Vice President Joe Biden rejected Donald Trump’s TV catch-phrase — “you’re fired!” — with a line of his own during a furious tirade against the billionaire Republican nominee Wednesday.
“His lack of empathy and compassion can be summed up in a phrase I suspect he’s most proud of having made famous, ‘you’re fired,'” Biden said in a speech that repeatedly brought delegates at the Democratic National Convention out of their seats.
“How can there be pleasure in saying ‘you’re fired?’ He’s trying to tell us he cares about the middle class? Give me a break!” Biden explained before offering his own well-used tagline: “That’s a bunch of malarkey!”
“This guy doesn’t have a clue about the Middle Class. Not a clue. He has no clue about what makes America Great. Actually he has no clue. Period,” Biden said, inciting chants of “Not a Clue! Not a Clue!”
Biden’s speech is likely to be the final major political address of his career, and he used it to also give a strong endorsement of Hillary Clinton.
“Everybody knows she is smart. Everybody knows she is tough. But I know what she is passionate about,” Biden said. “I know Hillary. Hillary understands. Hillary gets it.”

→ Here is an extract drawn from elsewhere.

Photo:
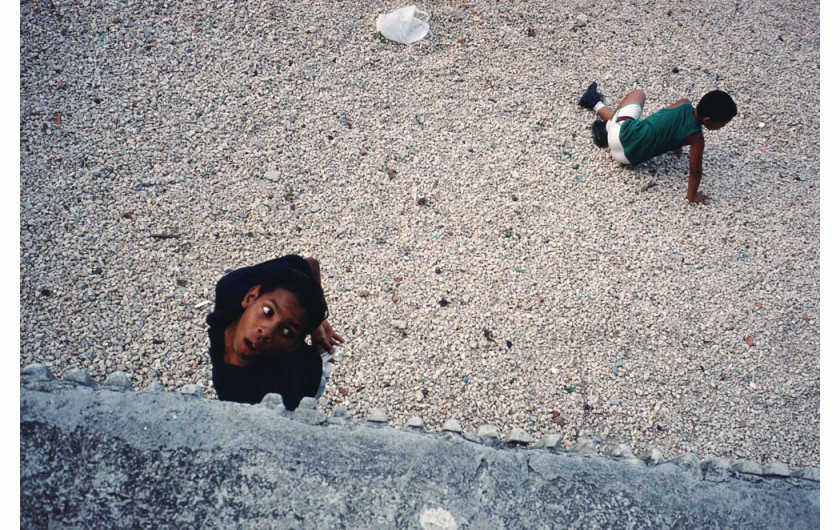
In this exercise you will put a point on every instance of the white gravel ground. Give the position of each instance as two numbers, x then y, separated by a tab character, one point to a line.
506	272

Entering the hall to the theme from “Rocky” and a prolonged standing ovation, he hailed President Barack Obama as “the embodiment of honor, resolve and character, one of the finest presidents we have ever had.”
Flatly rejecting Trump’s views both on foreign policy and the economy, Biden scorched the GOP candidate as the most unprepared nominee ever, and suggested he could put nothing less than the international order at risk.
“The times are too uncertain to elect Donald Trump as President of the United States,” Biden said. “No major party nominee in the history of this nation has ever known less or has been less prepared to deal with our national security.”
The remarks came hours after Trump raised alarms in foreign policy circles for his overtures to Russian President Vladimir Putin.
“We cannot elect a man who belittles our closest allies while embracing dictators like Vladimir Putin,” Biden insisted. “A man who confuses bluster with strength, we simply cannot let that happen as americans. Period.”
Like Obama, Biden is predicted to have a regular campaign presence leading up to November’s vote.
“I’m going to be living in Pennsylvania and Ohio and Michigan” leading up to the election, he said on MSNBC Wednesday — all states where his blue collar appeal would resonate. That tour is set to begin August 15, when Biden campaigns alongside Clinton in his hometown of Scranton, Pennsylvania.
Biden acknowledged his final convention address as an elected official was a bittersweet moment, coming only a year after the loss of his eldest son, Beau.
Noting his son had placed his name into nomination during the 2008 and 2012 conventions, Biden said he had gathered strength from his family and supporters, including the President and first lady.
“I’ve been made strong at the broken places,” he said, quoting Ernest Hemingway.
Biden said he’d joked with Obama they were all speaking in the shadow of First Lady Michelle Obama’s remarks on Monday.
“I don’t know where you are, kid, but you are incredible,” Biden told Mrs. Obama, who was watching Wednesday’s convention proceedings from her mother’s house in Chicago.